Ke depan pertumbuhan konsumsi batu bara masih akan didominasi oleh negara-negara kawasan Asia. India dan China, meskipun berencana untuk mengurangi penggunaan bahan bakar fosil ini, tetapi secara pertumbuhan masih akan diramal positif.
Sebagai negara yang kaya akan sumber daya alam, batu bara menjadi salah satu komoditas unggulan ekspor Indonesia. Bersama dengan minyak sawit mentah, kontribusinya terhadap ekspor non-migas RI terbilang besar karena lebih dari 20%.
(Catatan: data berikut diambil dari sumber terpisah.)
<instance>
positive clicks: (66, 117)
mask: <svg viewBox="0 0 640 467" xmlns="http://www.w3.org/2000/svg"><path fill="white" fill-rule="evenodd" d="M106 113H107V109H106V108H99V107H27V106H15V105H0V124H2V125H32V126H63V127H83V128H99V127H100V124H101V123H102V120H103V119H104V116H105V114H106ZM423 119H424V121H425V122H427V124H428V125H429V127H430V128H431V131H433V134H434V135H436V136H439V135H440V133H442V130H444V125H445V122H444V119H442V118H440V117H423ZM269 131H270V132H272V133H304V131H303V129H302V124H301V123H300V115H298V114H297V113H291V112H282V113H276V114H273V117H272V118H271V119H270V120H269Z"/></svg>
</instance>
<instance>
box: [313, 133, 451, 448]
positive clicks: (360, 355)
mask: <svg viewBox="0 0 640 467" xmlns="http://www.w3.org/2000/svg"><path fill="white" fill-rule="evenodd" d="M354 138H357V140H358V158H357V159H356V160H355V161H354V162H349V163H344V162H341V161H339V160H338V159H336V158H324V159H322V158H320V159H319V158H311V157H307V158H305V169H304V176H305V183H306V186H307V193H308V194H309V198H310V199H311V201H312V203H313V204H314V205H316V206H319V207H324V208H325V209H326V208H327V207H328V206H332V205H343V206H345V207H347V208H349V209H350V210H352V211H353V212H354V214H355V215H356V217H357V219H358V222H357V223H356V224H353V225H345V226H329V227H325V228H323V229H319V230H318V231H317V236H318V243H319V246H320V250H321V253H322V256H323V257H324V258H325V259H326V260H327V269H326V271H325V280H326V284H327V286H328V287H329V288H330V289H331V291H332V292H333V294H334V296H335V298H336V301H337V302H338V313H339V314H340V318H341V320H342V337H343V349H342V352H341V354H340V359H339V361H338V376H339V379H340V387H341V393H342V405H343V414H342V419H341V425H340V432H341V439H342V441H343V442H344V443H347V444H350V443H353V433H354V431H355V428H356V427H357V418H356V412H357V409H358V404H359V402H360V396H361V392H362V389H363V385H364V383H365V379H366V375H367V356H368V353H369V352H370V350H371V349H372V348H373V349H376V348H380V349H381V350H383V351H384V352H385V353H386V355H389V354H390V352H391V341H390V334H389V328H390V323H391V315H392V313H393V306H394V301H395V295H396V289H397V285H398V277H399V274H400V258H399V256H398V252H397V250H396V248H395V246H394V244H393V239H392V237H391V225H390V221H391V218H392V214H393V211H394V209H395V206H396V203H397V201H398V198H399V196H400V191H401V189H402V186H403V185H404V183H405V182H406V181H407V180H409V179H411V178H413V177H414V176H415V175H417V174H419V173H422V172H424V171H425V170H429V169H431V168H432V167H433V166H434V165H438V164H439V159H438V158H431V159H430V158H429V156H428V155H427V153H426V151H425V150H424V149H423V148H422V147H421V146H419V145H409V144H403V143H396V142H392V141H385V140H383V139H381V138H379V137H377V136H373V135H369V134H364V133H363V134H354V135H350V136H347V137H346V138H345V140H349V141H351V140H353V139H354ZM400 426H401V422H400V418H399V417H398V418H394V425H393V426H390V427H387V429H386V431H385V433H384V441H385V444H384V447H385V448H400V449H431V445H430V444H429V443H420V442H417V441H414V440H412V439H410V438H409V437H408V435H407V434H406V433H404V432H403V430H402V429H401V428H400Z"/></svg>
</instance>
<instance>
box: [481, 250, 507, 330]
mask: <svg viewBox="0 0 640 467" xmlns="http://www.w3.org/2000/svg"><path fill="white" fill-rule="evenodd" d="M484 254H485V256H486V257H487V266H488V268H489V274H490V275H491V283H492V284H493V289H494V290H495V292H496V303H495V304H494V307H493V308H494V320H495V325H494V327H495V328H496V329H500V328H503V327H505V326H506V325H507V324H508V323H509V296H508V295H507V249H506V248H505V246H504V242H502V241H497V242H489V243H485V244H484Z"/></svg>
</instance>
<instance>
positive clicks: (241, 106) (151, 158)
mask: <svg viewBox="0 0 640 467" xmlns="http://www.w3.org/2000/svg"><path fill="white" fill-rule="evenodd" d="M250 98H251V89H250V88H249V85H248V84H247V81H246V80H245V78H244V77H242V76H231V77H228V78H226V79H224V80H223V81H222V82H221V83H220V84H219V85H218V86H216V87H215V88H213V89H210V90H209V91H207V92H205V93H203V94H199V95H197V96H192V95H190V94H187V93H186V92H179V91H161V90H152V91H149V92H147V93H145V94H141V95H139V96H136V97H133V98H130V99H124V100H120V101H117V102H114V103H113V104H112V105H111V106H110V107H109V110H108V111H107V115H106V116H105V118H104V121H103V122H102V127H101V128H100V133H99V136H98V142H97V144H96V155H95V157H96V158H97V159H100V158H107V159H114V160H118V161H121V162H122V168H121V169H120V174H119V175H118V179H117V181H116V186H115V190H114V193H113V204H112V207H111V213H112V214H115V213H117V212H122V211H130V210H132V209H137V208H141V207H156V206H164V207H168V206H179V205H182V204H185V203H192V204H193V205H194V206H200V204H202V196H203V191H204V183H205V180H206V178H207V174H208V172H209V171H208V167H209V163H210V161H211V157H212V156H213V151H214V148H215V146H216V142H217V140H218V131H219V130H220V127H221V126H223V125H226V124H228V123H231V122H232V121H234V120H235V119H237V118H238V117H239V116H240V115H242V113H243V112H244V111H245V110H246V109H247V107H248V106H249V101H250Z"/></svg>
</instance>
Indonesia memang kaya akan batu bara. Kementerian ESDM menyebut hasil kajian Badan Geologi Kementerian ESDM per Desember 2019 menunjukkan, total keseluruhan cadangan batu bara mencapai 37,6 miliar ton.
Perinciannya batu bara kualitas kalori rendah 14,4 miliar ton, kualitas kalori sedang 20,3 miliar ton, kalori tinggi 2,3 miliar ton, dan kalori sangat tinggi 0,42 miliar ton. Produksinya dalam setahun mencapai lebih dari 500 juta ton.
Dengan asumsi tidak ada penemuan cadangan baru dan tingkat produksinya stabil (meski kemungkinan kecil), cadangan batu bara RI baru akan habis dalam kurun waktu 75 tahun lagi.
Kebanyakan produksi batu bara RI diekspor ke negara-negara Asia terutama China, Jepang, Korea Selatan dan India. Pasar batu bara di kawasan Asia-Pasifik masih bergeliat. Keterbatasan pasokan batu bara domestik China dan tingginya gas yang membuat harga listrik di Jepang naik membuat batu bara diuntungkan.
Apalagi hubungan China dan Australia yang memanas membuat konsumen batu bara terbesar di dunia tersebut beralih membeli batu bara dari Indonesia.
Berbeda dengan Australia yang memasok batu bara dengan kandungan kalori tinggi untuk kebutuhan industri metalurgi, ekspor RI ke China didominasi oleh batu bara termal untuk pembangkit listrik.
China sebelumnya sudah meneken komitmen untuk mengimpor batu bara lebih banyak dari Indonesia di tahun ini. China diperkirakan akan membeli batu bara Indonesia senilai US$ 1,47 miliar atau sekitar Rp 20,6 triliun (asumsi kurs Rp 14.100 per US$) pada 2021.
Hal tersebut berdasarkan Nota Kesepahaman (MoU) antara Asosiasi Pertambangan Batu Bara Indonesia ( APBI ) dengan China Coal Transportation and Distribution yang ditandatangani pada Rabu (25/11/2020).
Komitmen perdagangan Indonesia dan China yang terjalin ini tentunya menjadi katalis positif untuk harga batu bara serta kinerja para produsen komoditas energi primer ini di Tanah Air.
Di sisi lain, pemerintah juga terus berupaya mendorong kebijakan bauran energi yang lebih berkesinambungan. Proyek-proyek hilirisasi batu bara seperti yang sekarang tengah digarap oleh PT Bukit Asam Tbk (PTBA) terus digenjot.
Selain diharapkan mampu memberi nilai tambah bagi perekonomian, hilirisasi batu bara ini juga diharapkan menjadi salah satu langkah untuk mewujudkan kemandirian energi serta diharapkan bisa menjadi salah satu alternatif solusi dan kontribusi terhadap permasalahan perubahan iklim.